Republican filibusters have kept George W. Bush’s courts unchanged and very conservative. The fact that Republicans believes U.S. "law" leans very conservative allows them the cover of supporting judges who mistakenly make outrageously conservative declarations and judgement.
Their attack on Obama for his insistence Republicans approve
or deny nominee’s, is getting downright destructive to the judicial branch of
government. Here are a few jaw dropping details reported by Media Matters:
Filibuster Reform Has Right-Wing Media Frantically Condemning Judicial "Power Play": By shamelessly repeating Sen. Chuck Grassley's debunked analogy that the president's current nominations to the important U.S. Court of Appeals for the D.C. Circuit are a "type of court-packing reminiscent of FDR's era," right-wing media appear to be running out of excuses for rampant Republican obstructionism.
This "radical and different" treatment of the president's nominees as opposed to that of past Republican presidents has led to the real possibility that Senate rules will be changed in July.
Grassley and now Rep. Tom Cotton have introduced bills that would block the president's nominations by eliminating the vacant seats -- literally court-packing in reverse.
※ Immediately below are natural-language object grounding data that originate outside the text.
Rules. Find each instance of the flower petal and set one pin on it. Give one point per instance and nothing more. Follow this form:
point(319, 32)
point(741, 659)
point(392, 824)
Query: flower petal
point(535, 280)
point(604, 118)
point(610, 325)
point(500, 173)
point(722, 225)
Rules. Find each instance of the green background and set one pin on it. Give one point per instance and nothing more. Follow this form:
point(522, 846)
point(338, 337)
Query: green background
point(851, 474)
The Wall Street Journal similarly warned that the president wanted judges who "rubber stamp liberal laws," leading him to his "flood-the-zone strategy" for the D.C. Circuit, "a liberal power play that shows contempt for traditional political checks and balances."
Breitbart.com is breathlessly proclaiming the nominations show "Obama has declared war on judicial independence" and is "trying to declare law by executive fiat."
As American Enterprise Institute scholar and congressional expert Norm Ornstein reported, Grassley's court-packing rhetoric made him "laugh out loud" at the absurdity of the comparison: “I remain deeply uneasy about a nuclear option … But if senators who know better … continue to obstruct nominations, they and their colleagues will be the ones responsible for the damage done.”
How can you describe any of the following Republican picks
as “impartial,” when they've made comments that show a “complete contempt for traditional political
checks and balances?”
The last three Republican presidents actually have been quite successful at "flood-the-zone" strategies. The ensuing right-wing tilt of the federal judiciary, especially at the upper levels, has been dramatic.
Take the Reagan-pick Judge David Sentelle, currently on the heavily conservative D.C. Circuit the president is trying to balance, whose latest shocking decision overthrew decades if not centuries of precedent in order to disallow the president further recess appointments. Or his possibly more extreme colleague, Judge Janice Rogers Brown, who has criticized New Deal programs as "the triumph of our own socialist revolution" and formally advocated for a rejection of the results of the "democratic process" that led to such progressive legislation, a blend of "political and judicial roles" that even conservative legal experts have balked at.
Just this week it was reported that at an unrecorded Federalist Society speech, Judge Edith H. Jones of the Fifth Circuit - another Reagan nominee - allegedly claimed "blacks and Hispanics were more prone than others to commit violent crimes and that a death sentence was a service to defendants because it allowed them to make peace with God." Jones has been repeatedly pushed by right-wing media as suitable for the Supreme Court.